Landau is also the founding director of Tufts’ Cybersecurity Center for the Public Good. She recently spoke to EdTech about the critical importance of protecting systems, democratic institutions and global citizenry from the grave threats posed by cybersecurity bad actors and harmful nation-states.
EDTECH: Please tell us about the genesis for these programs.
LANDAU: In 2020, Tufts launched a master’s degree in Cybersecurity and Public Policy, and I was the initial founding director, from 2019-2023. That’s a degree that takes either tech people or policy people; that could be somebody with an undergraduate degree in economics, political science or international relations, or even something further afield. We teach them some tech and some policy. They've gone off to jobs, sometimes in the government, sometimes in the private sector and some in the nonprofit sector as well. They understand both the policy side of cybersecurity and also the tech side of cybersecurity policy. I'm really pleased with the program.
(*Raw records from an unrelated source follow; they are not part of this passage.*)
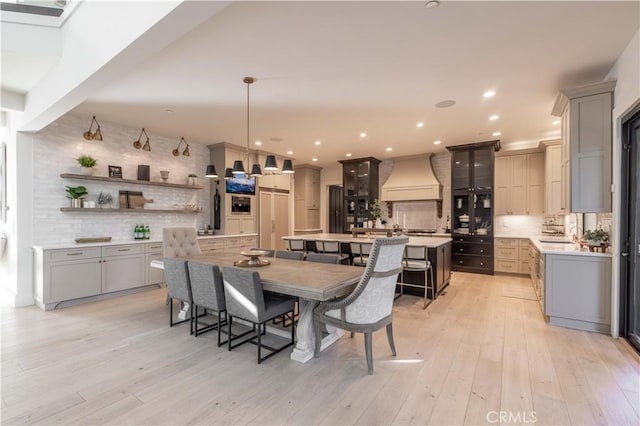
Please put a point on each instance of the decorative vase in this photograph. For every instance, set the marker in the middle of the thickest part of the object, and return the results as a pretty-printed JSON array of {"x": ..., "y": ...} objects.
[{"x": 86, "y": 171}]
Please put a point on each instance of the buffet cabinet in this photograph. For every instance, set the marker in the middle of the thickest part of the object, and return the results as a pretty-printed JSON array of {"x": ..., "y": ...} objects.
[{"x": 472, "y": 206}]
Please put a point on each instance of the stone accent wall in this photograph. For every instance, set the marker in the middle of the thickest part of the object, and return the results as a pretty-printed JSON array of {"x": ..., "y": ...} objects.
[{"x": 58, "y": 145}]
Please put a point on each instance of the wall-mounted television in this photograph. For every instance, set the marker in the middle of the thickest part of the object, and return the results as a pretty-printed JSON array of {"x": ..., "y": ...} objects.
[{"x": 241, "y": 185}]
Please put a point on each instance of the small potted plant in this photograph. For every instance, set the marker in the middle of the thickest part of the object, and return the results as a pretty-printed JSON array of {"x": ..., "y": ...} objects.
[
  {"x": 87, "y": 163},
  {"x": 104, "y": 200},
  {"x": 596, "y": 238},
  {"x": 75, "y": 194}
]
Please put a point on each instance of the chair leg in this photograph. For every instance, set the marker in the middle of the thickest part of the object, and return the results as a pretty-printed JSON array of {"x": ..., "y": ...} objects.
[
  {"x": 368, "y": 351},
  {"x": 390, "y": 339}
]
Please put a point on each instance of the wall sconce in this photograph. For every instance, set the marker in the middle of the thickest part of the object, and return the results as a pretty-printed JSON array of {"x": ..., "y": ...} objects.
[
  {"x": 176, "y": 152},
  {"x": 138, "y": 145},
  {"x": 95, "y": 136}
]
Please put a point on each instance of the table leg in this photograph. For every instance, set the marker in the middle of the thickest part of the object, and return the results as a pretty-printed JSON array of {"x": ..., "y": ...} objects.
[{"x": 305, "y": 339}]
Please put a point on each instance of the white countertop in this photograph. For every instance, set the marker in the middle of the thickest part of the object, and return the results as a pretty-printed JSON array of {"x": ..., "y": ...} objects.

When I was on sabbatical, I was asked to direct our new Cybersecurity Center for the Public Good. It’s a center in cybersecurity, not cybersecurity policy. We've supported a couple of workshops this past year: one in anonymity, one looking at potential governmental regulatory solutions to increase the security of network communications. I am planning a workshop for the fall on what cybersecurity for the public good actually means. That will involve some policy people and some technical people.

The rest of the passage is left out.